Do you have any statistical evidence that equating does not represent the full spectrum fairly?

Undoubtedly, a big time screw up by CB. Dropping questions (‘unscoreable’) has to impact equating, perhaps at all levels, but noticeably more at the high end? Probably why they have offered a retake at no charge. (I think I read that online.)

Fortunately, such screw ups have been rare, i.e, once every xx years. Sure, June sux…

“Do you have any statistical evidence that equating does not represent the full spectrum fairly?”

Not at all. In fact, the technical manual stresses the importance of accuracy along the entire curve so they seem to prioritize a method that better supports that. They definitely pay attention to the top portion; in particular, two things “avoided” in that region are score gaps and the conversion of more than two raw scores into the same scaled score. So to the extent that these seem to exist on the raw score distribution, they are probably “smoothed” out of the scaled curve (they do prioritize smoothing when the solution appears otherwise). None of that implies any “non-fair” treatment of any particular part of the curve, though it’s likely that the ends get a bit more massaging than does the middle.

The technical manual covers this detail on pages 82 - 90 (Section 6: Equating).

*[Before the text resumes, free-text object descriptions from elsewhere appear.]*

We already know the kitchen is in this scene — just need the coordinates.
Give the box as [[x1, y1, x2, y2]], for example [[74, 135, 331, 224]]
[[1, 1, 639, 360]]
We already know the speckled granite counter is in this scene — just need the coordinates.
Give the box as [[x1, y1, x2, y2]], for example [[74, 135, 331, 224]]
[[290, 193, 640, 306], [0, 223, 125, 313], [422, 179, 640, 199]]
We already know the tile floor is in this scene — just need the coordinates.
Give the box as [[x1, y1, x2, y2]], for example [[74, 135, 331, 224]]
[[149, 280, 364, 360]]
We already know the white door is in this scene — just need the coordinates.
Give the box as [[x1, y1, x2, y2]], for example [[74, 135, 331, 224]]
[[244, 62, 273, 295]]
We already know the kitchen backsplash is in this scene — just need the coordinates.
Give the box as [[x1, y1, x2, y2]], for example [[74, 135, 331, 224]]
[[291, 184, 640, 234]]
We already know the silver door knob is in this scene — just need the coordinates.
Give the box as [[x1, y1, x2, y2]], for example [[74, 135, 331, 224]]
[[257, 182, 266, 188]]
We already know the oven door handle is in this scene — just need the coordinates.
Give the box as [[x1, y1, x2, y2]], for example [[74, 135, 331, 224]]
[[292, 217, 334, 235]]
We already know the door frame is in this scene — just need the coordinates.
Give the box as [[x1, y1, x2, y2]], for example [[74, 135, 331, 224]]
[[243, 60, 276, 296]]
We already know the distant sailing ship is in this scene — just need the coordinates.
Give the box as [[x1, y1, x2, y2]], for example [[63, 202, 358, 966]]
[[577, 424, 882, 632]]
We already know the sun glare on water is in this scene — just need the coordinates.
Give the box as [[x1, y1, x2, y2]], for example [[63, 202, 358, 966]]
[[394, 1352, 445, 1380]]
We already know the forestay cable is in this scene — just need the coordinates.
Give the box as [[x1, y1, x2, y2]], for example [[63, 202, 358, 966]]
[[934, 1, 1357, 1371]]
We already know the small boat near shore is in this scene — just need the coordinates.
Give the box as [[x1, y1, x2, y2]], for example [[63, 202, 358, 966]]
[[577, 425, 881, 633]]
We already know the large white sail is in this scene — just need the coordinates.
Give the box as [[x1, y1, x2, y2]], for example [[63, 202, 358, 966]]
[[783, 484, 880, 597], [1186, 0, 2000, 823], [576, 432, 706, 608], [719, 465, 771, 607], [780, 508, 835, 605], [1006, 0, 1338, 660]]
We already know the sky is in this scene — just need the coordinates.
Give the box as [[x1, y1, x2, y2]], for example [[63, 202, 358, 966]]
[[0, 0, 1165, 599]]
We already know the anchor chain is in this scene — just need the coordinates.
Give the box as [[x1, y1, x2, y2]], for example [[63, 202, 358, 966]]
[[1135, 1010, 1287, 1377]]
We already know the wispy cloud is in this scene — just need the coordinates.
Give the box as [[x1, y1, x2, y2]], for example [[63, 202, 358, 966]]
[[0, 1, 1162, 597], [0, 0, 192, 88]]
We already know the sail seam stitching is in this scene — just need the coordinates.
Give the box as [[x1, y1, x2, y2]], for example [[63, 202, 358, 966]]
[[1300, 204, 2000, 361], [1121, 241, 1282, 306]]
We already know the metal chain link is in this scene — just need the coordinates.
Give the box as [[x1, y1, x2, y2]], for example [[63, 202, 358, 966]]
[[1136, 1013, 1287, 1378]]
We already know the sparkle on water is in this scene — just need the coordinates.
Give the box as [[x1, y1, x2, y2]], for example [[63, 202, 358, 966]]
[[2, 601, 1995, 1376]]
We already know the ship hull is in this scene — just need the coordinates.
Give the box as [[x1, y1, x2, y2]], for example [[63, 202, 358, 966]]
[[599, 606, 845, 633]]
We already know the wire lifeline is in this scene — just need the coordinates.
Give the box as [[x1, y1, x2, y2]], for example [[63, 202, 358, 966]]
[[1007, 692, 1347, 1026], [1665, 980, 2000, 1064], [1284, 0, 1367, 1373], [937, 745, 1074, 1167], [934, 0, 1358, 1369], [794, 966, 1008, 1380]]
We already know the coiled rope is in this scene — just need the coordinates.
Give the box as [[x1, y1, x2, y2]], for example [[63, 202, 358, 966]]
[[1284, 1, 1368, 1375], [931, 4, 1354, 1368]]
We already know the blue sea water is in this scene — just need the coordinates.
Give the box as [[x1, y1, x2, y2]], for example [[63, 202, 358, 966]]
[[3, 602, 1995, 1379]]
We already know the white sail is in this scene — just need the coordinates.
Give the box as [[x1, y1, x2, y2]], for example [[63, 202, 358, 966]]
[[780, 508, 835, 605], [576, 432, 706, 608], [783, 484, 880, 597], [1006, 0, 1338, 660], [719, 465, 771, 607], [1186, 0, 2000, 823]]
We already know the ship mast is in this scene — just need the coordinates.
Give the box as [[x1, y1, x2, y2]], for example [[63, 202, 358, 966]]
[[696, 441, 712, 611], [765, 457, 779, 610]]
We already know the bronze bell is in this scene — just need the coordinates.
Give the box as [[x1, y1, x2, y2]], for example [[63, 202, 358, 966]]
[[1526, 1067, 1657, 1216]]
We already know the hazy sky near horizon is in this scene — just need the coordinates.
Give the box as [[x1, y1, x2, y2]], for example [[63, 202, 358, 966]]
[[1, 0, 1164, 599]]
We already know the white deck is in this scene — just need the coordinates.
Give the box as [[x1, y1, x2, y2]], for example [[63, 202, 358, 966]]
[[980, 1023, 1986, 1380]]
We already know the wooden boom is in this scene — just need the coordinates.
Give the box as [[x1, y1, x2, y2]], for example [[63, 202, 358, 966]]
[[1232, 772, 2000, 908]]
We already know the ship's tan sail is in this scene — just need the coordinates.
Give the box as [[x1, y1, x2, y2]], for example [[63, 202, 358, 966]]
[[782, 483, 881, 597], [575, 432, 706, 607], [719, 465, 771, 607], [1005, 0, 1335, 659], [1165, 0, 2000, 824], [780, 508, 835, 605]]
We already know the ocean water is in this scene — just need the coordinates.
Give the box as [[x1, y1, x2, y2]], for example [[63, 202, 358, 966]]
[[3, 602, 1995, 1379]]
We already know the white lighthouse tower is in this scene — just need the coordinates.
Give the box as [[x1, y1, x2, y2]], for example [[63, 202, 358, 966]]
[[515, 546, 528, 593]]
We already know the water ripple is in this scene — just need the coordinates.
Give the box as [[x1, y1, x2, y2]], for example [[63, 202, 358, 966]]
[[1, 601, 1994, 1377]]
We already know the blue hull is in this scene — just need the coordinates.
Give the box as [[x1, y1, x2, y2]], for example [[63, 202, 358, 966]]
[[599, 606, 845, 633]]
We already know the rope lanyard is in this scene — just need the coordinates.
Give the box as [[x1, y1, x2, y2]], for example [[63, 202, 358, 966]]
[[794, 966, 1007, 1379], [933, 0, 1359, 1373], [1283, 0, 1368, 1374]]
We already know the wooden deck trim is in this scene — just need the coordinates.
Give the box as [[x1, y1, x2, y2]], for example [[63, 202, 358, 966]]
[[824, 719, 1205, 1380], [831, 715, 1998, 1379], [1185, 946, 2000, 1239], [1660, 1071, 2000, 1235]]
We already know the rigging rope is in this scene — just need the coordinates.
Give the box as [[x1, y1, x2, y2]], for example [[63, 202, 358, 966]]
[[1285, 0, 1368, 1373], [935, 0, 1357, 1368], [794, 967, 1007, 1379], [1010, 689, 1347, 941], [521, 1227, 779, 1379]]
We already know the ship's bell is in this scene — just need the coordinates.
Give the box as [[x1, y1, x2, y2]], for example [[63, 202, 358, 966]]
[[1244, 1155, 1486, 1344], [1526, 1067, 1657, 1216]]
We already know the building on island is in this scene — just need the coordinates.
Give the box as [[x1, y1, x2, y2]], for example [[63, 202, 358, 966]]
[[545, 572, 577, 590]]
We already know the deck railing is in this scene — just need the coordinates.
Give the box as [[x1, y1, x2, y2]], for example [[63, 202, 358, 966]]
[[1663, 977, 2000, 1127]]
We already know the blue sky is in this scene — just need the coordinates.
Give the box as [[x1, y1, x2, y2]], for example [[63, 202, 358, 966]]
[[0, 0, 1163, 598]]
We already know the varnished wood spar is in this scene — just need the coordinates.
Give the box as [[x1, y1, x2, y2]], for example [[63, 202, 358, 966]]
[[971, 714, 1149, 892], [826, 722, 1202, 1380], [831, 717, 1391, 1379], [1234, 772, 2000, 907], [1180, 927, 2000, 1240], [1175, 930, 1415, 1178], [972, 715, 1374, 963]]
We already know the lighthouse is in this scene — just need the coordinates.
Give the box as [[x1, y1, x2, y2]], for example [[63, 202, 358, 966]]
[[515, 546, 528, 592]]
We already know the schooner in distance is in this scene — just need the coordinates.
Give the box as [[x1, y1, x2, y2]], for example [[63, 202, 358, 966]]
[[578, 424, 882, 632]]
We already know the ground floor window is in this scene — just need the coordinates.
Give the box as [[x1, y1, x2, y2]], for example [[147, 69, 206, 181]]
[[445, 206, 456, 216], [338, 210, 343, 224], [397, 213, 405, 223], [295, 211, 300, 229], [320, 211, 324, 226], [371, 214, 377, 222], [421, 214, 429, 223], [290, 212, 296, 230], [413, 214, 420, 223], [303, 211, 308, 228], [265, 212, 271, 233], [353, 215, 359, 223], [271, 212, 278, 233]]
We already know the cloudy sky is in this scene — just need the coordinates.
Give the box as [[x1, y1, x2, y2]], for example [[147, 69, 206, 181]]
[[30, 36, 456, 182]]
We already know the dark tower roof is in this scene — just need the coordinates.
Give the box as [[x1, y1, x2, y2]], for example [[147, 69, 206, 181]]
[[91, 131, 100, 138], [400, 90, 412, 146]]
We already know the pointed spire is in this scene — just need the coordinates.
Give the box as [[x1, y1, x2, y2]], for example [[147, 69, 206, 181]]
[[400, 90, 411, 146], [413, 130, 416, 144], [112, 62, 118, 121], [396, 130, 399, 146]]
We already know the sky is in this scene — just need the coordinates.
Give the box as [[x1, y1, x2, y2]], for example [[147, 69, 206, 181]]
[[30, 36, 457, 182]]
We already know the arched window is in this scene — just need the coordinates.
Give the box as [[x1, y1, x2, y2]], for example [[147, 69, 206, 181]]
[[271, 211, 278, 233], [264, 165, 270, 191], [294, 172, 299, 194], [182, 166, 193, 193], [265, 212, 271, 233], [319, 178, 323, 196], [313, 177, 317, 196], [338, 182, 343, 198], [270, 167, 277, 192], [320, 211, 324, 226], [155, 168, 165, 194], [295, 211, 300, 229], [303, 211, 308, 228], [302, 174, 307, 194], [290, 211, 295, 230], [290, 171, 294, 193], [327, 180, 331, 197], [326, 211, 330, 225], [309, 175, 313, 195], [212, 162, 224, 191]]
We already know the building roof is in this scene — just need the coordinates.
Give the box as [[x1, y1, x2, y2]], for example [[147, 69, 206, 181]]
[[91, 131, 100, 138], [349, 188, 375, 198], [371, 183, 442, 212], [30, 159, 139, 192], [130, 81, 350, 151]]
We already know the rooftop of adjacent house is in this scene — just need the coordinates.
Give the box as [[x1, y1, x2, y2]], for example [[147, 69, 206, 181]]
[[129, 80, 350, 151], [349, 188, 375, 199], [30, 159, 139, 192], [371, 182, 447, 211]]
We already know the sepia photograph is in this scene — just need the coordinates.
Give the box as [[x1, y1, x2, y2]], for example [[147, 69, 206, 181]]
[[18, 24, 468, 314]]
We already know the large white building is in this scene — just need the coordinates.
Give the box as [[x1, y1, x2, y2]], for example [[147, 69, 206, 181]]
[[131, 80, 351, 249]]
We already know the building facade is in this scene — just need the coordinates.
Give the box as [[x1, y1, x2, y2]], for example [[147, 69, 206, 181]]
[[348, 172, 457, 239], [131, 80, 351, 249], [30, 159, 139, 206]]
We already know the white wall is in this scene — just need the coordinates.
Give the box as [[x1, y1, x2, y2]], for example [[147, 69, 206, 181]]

“Undoubtedly, a big time screw up by CB. Dropping questions (‘unscoreable’) has to impact equating, perhaps at all levels, but noticeably more at the high end?”

-Have no idea how dropping questions impacts equating - that issue definitely beyond my pay grade LOL.

Am I too late in asking if CB will rescore June SAT?

They won’t IMO. The best you can hope for is a free October test.

Above my pay grade, too! But, to my way of (simplistic?) thinking: if the two unscored items happened to both be difficult problems, and they likely were, since this was an ‘easier’ test, not only does CB have a problem differentiating the high tail, but that also should mean that the remaining difficult questions take on a higher ‘equating’ value.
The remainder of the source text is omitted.